Es necesario hidratarse: Sabemos que la hidratación siempre ha jugado un papel importante en nuestra salud y bienestar, pero en los meses de calor definitivamente debe ser la protagonista. Estés donde estés, vayas donde vayas lleva siempre contigo una botella de agua. Si te aburre la idea de tomar agua natural, puedes probar agregarle unas cuantas gotas de limón y será mucho más refrescante.

Come muchas frutas: En verano la cosecha de frutas crece, aprovecha esta época y consume muchas frutas, esto nutrirá tu piel y la preparará para los fuertes rayos solares, además de que también son una buena y divertida opción para refrescarte y estar hidratado.

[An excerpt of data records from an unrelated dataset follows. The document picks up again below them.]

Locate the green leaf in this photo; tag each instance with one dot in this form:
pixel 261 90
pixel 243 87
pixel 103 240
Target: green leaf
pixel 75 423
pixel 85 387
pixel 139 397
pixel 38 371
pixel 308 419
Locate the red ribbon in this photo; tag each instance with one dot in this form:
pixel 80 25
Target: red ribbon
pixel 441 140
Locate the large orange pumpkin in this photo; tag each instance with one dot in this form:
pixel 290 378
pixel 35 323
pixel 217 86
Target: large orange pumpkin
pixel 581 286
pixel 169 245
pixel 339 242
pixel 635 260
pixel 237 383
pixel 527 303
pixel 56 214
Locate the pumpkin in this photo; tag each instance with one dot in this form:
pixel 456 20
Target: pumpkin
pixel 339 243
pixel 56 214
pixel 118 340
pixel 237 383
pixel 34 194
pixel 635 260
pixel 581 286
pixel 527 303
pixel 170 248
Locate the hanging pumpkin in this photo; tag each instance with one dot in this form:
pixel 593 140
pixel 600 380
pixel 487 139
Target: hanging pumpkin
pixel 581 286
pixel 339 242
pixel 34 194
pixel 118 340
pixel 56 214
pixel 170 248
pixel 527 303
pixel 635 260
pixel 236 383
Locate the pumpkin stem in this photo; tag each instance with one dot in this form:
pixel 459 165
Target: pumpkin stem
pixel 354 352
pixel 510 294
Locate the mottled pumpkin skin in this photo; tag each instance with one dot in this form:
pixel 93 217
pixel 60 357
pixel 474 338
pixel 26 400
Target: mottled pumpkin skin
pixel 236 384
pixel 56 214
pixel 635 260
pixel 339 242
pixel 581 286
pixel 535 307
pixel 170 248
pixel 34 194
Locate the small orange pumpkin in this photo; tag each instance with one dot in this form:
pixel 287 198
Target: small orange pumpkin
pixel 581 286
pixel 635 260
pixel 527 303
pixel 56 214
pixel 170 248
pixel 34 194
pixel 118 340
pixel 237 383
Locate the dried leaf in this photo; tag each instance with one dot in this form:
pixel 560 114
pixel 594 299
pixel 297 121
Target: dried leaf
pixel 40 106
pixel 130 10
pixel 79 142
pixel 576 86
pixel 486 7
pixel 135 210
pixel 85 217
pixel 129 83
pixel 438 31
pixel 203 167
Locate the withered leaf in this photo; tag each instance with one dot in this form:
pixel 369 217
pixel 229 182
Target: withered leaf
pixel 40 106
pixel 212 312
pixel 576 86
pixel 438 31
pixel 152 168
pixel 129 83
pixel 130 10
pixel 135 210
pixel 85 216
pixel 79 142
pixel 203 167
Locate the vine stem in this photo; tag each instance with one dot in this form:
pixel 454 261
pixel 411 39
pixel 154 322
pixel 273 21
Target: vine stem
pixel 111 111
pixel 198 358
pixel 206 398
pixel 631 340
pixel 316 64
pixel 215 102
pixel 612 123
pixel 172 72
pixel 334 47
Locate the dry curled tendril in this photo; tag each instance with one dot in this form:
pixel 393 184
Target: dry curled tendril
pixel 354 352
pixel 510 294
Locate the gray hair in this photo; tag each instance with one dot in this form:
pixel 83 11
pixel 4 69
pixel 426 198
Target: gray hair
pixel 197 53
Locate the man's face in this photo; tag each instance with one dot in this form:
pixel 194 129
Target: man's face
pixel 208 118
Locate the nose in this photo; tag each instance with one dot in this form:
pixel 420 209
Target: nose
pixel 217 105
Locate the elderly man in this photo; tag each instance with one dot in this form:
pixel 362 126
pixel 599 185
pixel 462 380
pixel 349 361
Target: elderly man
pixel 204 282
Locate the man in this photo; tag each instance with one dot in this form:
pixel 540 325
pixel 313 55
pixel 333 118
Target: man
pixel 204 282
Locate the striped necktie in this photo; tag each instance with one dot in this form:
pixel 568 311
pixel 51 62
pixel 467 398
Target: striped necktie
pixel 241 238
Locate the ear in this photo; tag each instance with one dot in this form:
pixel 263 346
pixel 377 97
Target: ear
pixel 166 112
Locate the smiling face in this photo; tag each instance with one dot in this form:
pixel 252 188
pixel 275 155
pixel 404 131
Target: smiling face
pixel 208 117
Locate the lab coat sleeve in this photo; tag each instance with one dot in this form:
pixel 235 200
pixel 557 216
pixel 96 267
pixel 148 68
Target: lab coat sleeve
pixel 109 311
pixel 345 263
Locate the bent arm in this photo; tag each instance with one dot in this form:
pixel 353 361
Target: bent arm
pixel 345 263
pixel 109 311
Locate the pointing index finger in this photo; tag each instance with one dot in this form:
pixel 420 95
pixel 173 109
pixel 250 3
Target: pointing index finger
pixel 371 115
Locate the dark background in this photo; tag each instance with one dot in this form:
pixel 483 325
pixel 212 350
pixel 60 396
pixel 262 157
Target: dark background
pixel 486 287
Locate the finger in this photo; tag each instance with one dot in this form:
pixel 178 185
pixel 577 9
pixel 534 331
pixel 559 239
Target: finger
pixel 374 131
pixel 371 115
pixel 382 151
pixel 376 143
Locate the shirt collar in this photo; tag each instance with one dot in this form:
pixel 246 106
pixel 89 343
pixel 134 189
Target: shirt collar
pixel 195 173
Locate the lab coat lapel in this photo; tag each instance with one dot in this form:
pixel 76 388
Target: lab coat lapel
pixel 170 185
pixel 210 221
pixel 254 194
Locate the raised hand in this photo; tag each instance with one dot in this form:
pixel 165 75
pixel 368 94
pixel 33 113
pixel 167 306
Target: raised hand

Protégete del sol: Aunque suene trillado, es necesario que protejas la piel del sol, no te olvides de llevar un buen protector acorde a tu tipo de piel y un buen sombrero o gorra que proteja tu cara.

Broncéate adecuadamente: Es importante que no abuses del sol porque podrías acabar con una insolación o incluso con daños más graves en la piel. No te broncees todo el día, las mejores horas para broncearse son desde las 7 a.m hasta las 11 a.m y luego desde las 4:30 p.m en adelante, las horas restantes el sol suele ser mucho más agresivo y menos resultante para los bronceados.

El mejor bronceador es el agua salada: Siempre gastamos dinero en  bronceadores y resulta que uno de los mejores “bronceadores naturales” es el agua de mar. Mientras estés tomando sol bastará con echarte un chapuzón en el mar cada 15 minutos y tendrás un bronceado parejo e increíble.

Lleva siempre gafas o lentes: El verano es la temporada ideal para usar tus gafas o lentes favoritos no solo para verte cool sino para proteger tus ojos de los rayos del sol, compra un modelo bien chic  u con los cristales adecuados.

No dejes el agua salada: Es importante retirar la sal de nuestro cuerpo lo antes posible ya que esta podría causar resequedad, hongos y otros daños. Aprovecha las duchas de agua dulce o natural disponible en las playas y retira el agua salada.

Cuida el color de tu cabello: El agua de piscinas, playas y el sol pueden maltratar tu cabello y cambiar su color, para evitar que esto suceda, aplica abundante acondicionador en tu cabello y péinalo (sin retirar) cada cierto tiempo. Otra opción es aplicar abundante vinagre de manzana, protegerá tu cabello de manera increíble.

Usa prendas frescas y de colores claros: Di adiós a las prendas muy cubiertas y comienza a usar las más cómodas y frescas que tengas, así evitarás el exceso de calor y seguramente te sentirás mejor, además es recomendable usar prendas de colores claros, estas resaltarán tu figura, bronceado y brillo de verano.

Y lo más importante ¡DISFRUTA EL VERANO!